Dear Sir or Madam,
Apparently it falls to me to clarify the definition of the word "classic." As a noun, a "classic" is defined by Meriam Webster as: " a work of enduring excellence," or " a typical or perfect example." As an adjective, it is defined as " serving as a standard of excellence : of recognized value." In neither usage does it refer to "any song which is older than the legal drinking age."
Let me give you an example. The song "Yesterday" by the Beatles is considered to be a classic of pop music. It has been enjoyed by persons of taste for over 40 years.

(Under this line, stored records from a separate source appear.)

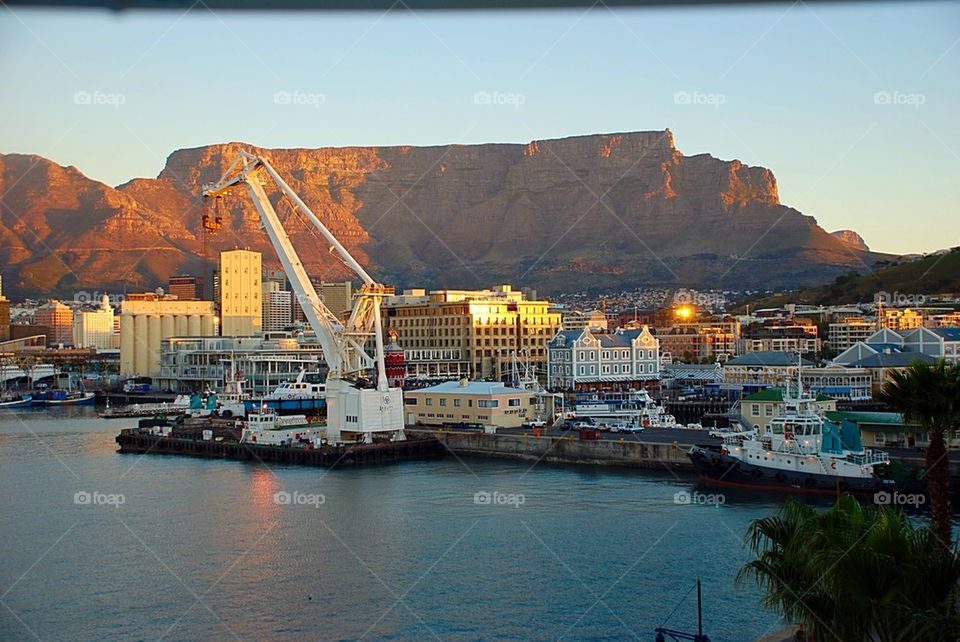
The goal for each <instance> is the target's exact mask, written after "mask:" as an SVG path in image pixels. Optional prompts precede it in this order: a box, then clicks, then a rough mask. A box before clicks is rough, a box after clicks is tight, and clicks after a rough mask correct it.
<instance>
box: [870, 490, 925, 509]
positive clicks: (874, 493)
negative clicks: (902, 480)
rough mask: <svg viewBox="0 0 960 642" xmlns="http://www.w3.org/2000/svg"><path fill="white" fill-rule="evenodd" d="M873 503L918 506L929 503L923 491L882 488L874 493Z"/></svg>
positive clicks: (916, 506) (893, 505) (906, 505)
mask: <svg viewBox="0 0 960 642" xmlns="http://www.w3.org/2000/svg"><path fill="white" fill-rule="evenodd" d="M873 503H874V504H876V505H877V506H913V507H915V508H918V507H920V506H923V505H924V504H926V503H927V498H926V496H925V495H924V494H923V493H900V492H897V491H894V492H892V493H890V492H887V491H885V490H881V491H880V492H879V493H874V494H873Z"/></svg>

It can be said to have "stood the test of time."
"Piano Man" by Billy Joel, on the other hand meets none of the criteria for being considered a "classic." No one has ever listened to the song "Piano Man" and thought, "now there is a work which will be appreciated and enjoyed for generations to come. Rhyming Davy with Navy? Classic Joel! Oh, and the chorus? La-diddy-da-diddy-da? Brilliant! Surely this magnum opus will be a welcome addition to the canon for decades!"
If you want to play both the Beatles and Billy Joel, you are certainly free to do so. You could play both Bob Dylan and Bobby Brown if you wish. You could follow Chuck Berry with Katy Perry, it's your station, you can play whatever you like. But then you don't get to call it "Classic Hits." Just call it "Music." Words mean things.